Last Friday evening, more than 450 community members visited Frick Chemistry Laboratory to learn about how chemistry colors our world at this year’s National Chemistry Week Activities Night.
Keisha Stephan, who teaches AP chemistry at Highland Park High School, watched with a smile as her daughters, Suzette and Simone, made patterns on coffee filters using the chromatography of colored inks. The girls were looking forward to the activities night, having attended every year for the past four years. The previous year’s theme was candy, and she said they were so excited about the candy activities that they didn’t want to leave. “They love science,” Stephan said.
On arrival, registered guests of all ages donned safety goggles and received an apron, a diffraction grating and a booklet from the American Chemical Society. The booklet explains topics from the chemistry of fireworks to why the sky is blue, accompanied by procedures for simple DIY experiments on color.
The crowd, mostly families, could participate in an auditorium show given by American Chemical Society members and local scientists and 9 different hands-on activities supervised by ACS members, local scientists, graduate students, undergraduates, and trained high school students. In total, 140 volunteers helped with the preparation, set-up, demonstration and cleanup of the night’s activities.
Members of the Scholes group, led by Bryan Kudisch, developed and supervised the Chemistry and Light activities, and a group of first-year graduate students, led by Dylan Abrams, organized the activity on chromatography of nature’s colors in leaves and berries. The event was organized by co-coordinators Kathryn Wagner and Louise Lawter, and jointly sponsored by Princeton University Department of Chemistry and the Princeton Local Section of the American Chemical Society.
Nadia Leonard, a second year graduate student in the Chirik group, stooped down to explain the chemistry of “magic paper” (white paper striped with solutions of tannic acid and potassium ferrocyanide) to her adviser’s young twin daughters. The girls dragged Q-tips wetted with a solution of iron(III) ions across the paper, and were delighted at the appearance of streaks of black and deep blue color. The iron(III) reacts with tannin to make a permanent black ink and with ferrocyanide to make Prussian blue.
Guests also had a chance to work in the general chemistry laboratory, thanks to organization efforts by Virginia Sari, a senior laboratory coordinator in the chemistry department. For the lab activity, guests mixed food dyes and shaving cream to make marbled paper, under the supervision of high school students from the Princeton International School for Mathematics and Science and their teacher, Roxanne Spencer, a Princeton chemistry graduate alumna.
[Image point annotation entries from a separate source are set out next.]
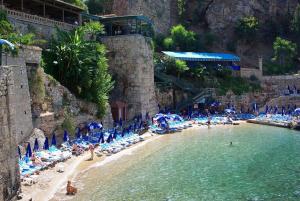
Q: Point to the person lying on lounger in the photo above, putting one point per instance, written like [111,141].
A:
[71,190]
[35,160]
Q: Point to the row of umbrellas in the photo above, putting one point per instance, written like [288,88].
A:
[36,145]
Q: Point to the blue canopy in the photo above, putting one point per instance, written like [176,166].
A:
[66,136]
[19,152]
[53,141]
[202,56]
[28,150]
[46,144]
[36,145]
[6,42]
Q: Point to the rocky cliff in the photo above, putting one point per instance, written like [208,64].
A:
[221,16]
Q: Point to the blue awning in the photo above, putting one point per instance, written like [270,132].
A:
[199,56]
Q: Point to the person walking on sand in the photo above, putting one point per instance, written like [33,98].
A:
[91,148]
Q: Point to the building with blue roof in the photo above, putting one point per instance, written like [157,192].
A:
[224,59]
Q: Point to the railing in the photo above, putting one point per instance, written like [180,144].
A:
[37,19]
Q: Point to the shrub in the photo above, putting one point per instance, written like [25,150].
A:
[247,28]
[284,52]
[69,123]
[80,64]
[37,87]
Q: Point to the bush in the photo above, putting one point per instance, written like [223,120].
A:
[37,87]
[285,52]
[80,64]
[69,124]
[247,28]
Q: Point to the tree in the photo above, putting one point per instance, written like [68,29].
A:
[8,32]
[296,20]
[180,67]
[78,3]
[97,6]
[181,39]
[80,64]
[247,28]
[284,52]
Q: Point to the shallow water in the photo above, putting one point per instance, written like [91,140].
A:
[199,164]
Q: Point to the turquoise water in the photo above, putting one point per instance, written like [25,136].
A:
[262,164]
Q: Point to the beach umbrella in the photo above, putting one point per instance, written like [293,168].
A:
[19,152]
[229,111]
[282,110]
[28,150]
[120,122]
[267,109]
[66,136]
[297,111]
[46,144]
[100,138]
[53,141]
[115,134]
[36,145]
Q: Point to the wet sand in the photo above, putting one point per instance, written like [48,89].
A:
[51,184]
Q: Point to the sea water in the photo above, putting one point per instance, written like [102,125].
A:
[263,163]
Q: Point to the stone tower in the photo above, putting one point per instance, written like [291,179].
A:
[159,11]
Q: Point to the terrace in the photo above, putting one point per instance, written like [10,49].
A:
[123,25]
[46,12]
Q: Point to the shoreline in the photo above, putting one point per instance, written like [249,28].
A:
[50,182]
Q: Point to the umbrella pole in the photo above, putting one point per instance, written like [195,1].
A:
[0,55]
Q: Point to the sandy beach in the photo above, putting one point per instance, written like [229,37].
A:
[51,184]
[50,181]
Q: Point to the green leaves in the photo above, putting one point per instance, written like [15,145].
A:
[80,64]
[284,52]
[247,28]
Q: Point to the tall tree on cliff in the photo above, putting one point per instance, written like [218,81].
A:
[97,6]
[284,53]
[80,64]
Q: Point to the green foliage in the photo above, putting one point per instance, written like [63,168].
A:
[69,123]
[7,32]
[180,67]
[284,52]
[97,6]
[79,3]
[181,39]
[80,64]
[296,20]
[37,87]
[181,5]
[247,28]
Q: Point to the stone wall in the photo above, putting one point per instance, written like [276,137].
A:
[131,64]
[15,125]
[43,27]
[159,11]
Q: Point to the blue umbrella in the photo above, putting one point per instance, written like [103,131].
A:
[297,111]
[267,109]
[53,141]
[275,110]
[36,145]
[66,136]
[28,150]
[19,152]
[109,139]
[46,144]
[6,42]
[120,122]
[282,110]
[100,138]
[115,134]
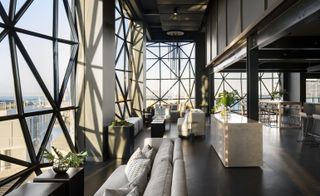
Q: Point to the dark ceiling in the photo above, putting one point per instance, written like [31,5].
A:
[159,18]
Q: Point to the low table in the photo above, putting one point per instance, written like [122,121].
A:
[158,126]
[73,180]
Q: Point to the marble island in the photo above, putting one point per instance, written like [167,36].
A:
[237,140]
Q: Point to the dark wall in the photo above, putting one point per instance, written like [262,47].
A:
[226,19]
[201,83]
[295,85]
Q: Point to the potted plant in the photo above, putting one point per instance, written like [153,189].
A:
[225,100]
[62,163]
[278,95]
[120,139]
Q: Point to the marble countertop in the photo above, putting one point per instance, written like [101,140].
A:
[233,118]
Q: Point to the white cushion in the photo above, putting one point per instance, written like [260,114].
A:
[136,168]
[117,179]
[136,155]
[122,192]
[141,180]
[149,152]
[160,183]
[165,152]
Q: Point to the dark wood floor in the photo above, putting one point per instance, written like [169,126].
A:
[289,168]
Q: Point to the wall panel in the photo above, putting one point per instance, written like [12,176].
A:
[222,25]
[233,19]
[251,10]
[214,33]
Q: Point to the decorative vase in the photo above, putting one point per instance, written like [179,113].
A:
[225,112]
[60,167]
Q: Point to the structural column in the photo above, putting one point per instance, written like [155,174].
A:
[252,79]
[95,74]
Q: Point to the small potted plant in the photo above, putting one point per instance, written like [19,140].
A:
[278,95]
[120,139]
[62,163]
[225,100]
At the far end of the atrium, students from Lawrence High School helped eager attendees don gloves and dye shoelaces with indigo dye. Emily Tino and Sophie Webster, both seniors, used paper cutouts to help small groups of kids and their parents understand how the dye sticks to the fibers and the chemical process of oxidation underlying the dye’s change in color from green to blue.
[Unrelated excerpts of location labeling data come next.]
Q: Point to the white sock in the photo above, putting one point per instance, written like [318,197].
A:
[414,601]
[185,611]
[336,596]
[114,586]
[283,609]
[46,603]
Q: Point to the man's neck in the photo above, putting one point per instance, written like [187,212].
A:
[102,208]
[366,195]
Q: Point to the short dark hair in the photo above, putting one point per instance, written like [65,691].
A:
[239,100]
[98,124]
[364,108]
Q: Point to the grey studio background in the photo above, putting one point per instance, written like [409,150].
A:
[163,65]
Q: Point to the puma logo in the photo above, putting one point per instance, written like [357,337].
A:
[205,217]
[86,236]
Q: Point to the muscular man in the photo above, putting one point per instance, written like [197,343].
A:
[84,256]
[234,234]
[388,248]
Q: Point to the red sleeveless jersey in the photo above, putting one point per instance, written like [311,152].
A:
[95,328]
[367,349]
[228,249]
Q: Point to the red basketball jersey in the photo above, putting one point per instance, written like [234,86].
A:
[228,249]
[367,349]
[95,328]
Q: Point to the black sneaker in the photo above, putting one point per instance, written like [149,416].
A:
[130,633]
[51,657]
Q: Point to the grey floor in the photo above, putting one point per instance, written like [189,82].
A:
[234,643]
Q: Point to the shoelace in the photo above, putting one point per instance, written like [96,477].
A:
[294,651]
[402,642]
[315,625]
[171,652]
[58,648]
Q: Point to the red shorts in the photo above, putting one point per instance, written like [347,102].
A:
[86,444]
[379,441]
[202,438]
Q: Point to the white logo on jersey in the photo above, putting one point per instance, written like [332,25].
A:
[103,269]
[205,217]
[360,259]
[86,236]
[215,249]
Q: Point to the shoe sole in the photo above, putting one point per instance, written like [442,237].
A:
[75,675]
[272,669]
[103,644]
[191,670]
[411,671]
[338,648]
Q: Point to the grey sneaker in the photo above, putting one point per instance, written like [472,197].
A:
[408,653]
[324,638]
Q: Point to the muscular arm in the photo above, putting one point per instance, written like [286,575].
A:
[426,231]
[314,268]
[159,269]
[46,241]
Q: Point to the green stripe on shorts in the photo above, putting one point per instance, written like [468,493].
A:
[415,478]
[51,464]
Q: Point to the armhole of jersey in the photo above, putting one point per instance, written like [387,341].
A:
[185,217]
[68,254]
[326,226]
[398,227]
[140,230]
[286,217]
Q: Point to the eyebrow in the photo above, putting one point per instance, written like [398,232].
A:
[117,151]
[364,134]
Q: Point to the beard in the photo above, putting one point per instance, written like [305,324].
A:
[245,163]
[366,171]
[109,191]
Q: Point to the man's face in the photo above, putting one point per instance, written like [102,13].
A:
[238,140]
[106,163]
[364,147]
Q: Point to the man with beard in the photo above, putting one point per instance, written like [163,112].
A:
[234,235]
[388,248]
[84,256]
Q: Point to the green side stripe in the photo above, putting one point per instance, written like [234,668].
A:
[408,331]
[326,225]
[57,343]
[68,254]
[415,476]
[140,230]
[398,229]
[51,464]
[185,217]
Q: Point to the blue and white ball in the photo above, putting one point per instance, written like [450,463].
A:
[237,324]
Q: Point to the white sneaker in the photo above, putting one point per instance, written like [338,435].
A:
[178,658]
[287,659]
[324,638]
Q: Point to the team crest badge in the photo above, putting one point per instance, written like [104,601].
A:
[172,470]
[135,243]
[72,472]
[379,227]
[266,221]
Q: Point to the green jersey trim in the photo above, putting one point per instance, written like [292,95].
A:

More advanced chemical reactions demonstrating the wonders of color were performed for a packed audience in Taylor Auditorium. As volunteers at the front of the room poured colorless liquids into a beaker where its contents were vigorously stirred for a so-called oscillating reaction, they asked the crowd what oscillating meant.
“Shaking,” a child in the front called out.
“Going back and forth,” said another young audience member.
The whole room watched as the solution took on a yellow hue and suddenly turned a deep blue, prompting clamoring from the crowd. Then the blue color lightened, eventually reverting to yellow and then blue again, with the audience oohs and aahs marking each color change.